Many industries over a period of time get fragmented. In my experience, fragmentation can lead to fierce competition and also a weak bargaining position with customers and suppliers. To cope with low profitability, strategic positioning is of crucial significance.
Facebook entered the mobile advertising landscape when the industry was already filled with a lot of players. In this environment, it aimed to become one of the most successful firms. Now almost going head to head with Google.
Still, every industry is different, there is no generalized method for competing in a fragmented industry. Based on my experience, marketing departments, play a big role in determining which customer type, category type, type of order, the geographic market can provide a strategic position.
Here are some commonly used strategies:
- Specializing by Customer Type:
In retail competition is intense, Ross department stores specialize in a particular category of customer, a customer who is price sensitive and desire to shop for branded goods.
- Specializing by Type of Order:
One approach is to serve only small orders for which customers want immediate delivery and is less price sensitive. Doordash and Uber Eats are examples where this differentiates them from good old “Chinese delivery”

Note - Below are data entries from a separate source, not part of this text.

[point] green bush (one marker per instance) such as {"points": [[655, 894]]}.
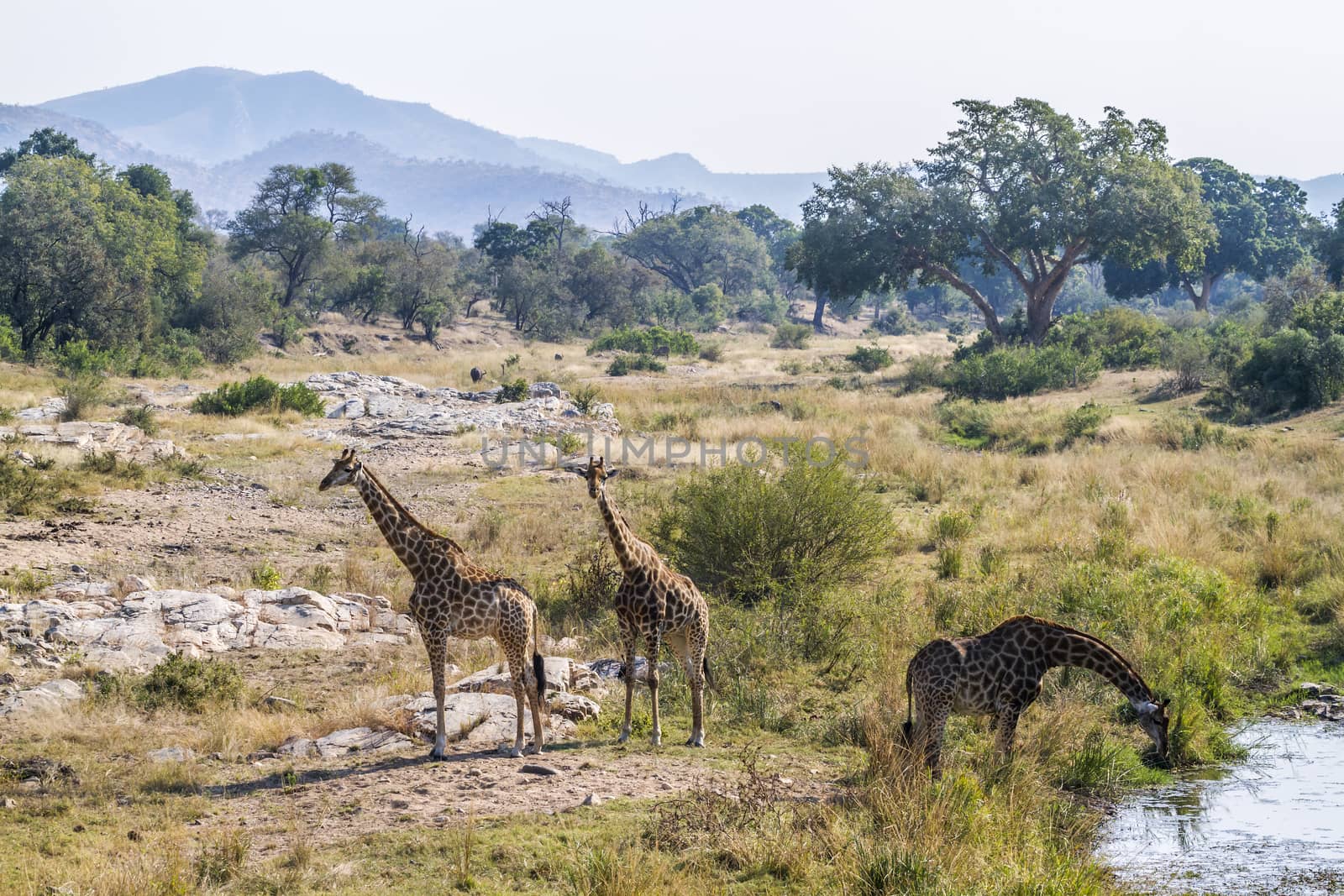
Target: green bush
{"points": [[1084, 422], [753, 532], [870, 359], [1122, 338], [625, 363], [515, 391], [1010, 371], [585, 399], [260, 392], [645, 342], [924, 371], [141, 418], [188, 684], [790, 336], [82, 392], [26, 490]]}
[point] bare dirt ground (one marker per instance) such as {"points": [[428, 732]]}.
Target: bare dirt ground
{"points": [[343, 799]]}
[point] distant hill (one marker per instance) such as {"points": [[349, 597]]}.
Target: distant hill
{"points": [[443, 195], [1323, 192], [214, 116], [217, 130]]}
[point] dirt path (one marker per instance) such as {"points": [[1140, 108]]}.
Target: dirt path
{"points": [[342, 799]]}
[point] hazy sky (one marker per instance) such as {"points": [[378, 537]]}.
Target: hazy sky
{"points": [[745, 86]]}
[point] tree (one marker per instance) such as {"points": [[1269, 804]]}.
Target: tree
{"points": [[46, 143], [1260, 233], [293, 217], [1332, 248], [702, 244], [1019, 187], [85, 255]]}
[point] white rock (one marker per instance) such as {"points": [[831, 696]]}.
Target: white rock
{"points": [[46, 698], [340, 743], [170, 754]]}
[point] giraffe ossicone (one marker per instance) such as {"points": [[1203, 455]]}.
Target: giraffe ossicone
{"points": [[454, 597], [654, 604]]}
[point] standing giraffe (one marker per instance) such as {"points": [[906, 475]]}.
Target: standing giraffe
{"points": [[454, 597], [999, 673], [654, 602]]}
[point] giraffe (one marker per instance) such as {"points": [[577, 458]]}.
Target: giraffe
{"points": [[999, 673], [454, 597], [655, 604]]}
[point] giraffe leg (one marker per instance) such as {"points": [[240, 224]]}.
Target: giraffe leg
{"points": [[437, 647], [628, 642], [929, 735], [692, 660], [655, 651], [1005, 727]]}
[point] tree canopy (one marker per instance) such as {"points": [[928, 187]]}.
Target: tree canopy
{"points": [[1021, 187]]}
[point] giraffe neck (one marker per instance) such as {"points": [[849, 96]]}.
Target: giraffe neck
{"points": [[407, 537], [627, 546], [1068, 647]]}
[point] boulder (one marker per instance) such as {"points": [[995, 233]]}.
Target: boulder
{"points": [[152, 624], [349, 741], [562, 673], [45, 698], [575, 707], [171, 754]]}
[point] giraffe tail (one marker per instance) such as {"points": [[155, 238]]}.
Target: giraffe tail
{"points": [[538, 663], [907, 730]]}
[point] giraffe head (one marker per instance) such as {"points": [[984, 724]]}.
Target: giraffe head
{"points": [[1153, 720], [596, 473], [343, 472]]}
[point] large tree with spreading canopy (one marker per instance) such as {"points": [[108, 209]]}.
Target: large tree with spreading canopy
{"points": [[1019, 187]]}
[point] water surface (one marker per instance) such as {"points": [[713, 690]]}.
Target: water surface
{"points": [[1270, 825]]}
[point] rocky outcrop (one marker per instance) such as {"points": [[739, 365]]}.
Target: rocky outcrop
{"points": [[389, 406], [148, 625], [46, 698], [124, 441], [340, 743]]}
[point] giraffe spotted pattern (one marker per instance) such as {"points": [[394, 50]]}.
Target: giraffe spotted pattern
{"points": [[654, 604], [454, 598], [999, 673]]}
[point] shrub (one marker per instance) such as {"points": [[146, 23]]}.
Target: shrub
{"points": [[141, 418], [625, 363], [711, 352], [1010, 371], [790, 336], [188, 684], [585, 399], [1122, 338], [515, 391], [266, 577], [260, 392], [645, 342], [924, 371], [82, 394], [24, 490], [1084, 422], [752, 532], [870, 359]]}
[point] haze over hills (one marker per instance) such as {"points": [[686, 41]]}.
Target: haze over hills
{"points": [[217, 132]]}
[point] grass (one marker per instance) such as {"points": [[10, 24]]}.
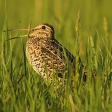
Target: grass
{"points": [[92, 42]]}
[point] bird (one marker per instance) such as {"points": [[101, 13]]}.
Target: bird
{"points": [[47, 56]]}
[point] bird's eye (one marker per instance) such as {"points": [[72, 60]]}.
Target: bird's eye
{"points": [[43, 27]]}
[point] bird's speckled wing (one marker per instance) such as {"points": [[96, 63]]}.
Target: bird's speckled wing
{"points": [[56, 57]]}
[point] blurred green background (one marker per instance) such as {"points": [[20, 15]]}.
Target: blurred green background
{"points": [[95, 45], [61, 14]]}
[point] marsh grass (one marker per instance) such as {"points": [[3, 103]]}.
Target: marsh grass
{"points": [[93, 44]]}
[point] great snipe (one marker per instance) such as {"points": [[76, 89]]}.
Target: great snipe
{"points": [[46, 55]]}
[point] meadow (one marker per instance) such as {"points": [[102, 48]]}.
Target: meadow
{"points": [[90, 38]]}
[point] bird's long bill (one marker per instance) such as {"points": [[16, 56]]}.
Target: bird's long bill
{"points": [[17, 30]]}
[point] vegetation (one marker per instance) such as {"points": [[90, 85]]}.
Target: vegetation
{"points": [[87, 34]]}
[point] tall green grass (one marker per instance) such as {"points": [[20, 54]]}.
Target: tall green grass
{"points": [[93, 44]]}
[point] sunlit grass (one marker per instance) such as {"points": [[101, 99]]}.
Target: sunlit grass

- A focussed geographic area:
There may be substantial economies by concentrating in a given geographic area. The blanketing strategy has been quite effective for food stores, which remain fragmented industry in spite of some large national chains. Niche Asian grocery stores in geographies with a large population of Asians in the US are good examples of this strategy.
If the chances of overcoming fragmentation are unfavorable, it becomes harder to get attractive returns and create a defendable position. So, this creates the next wave of innovation as entrepreneurs look for how to alter the industry and is the basis of technological predictions and forecasting.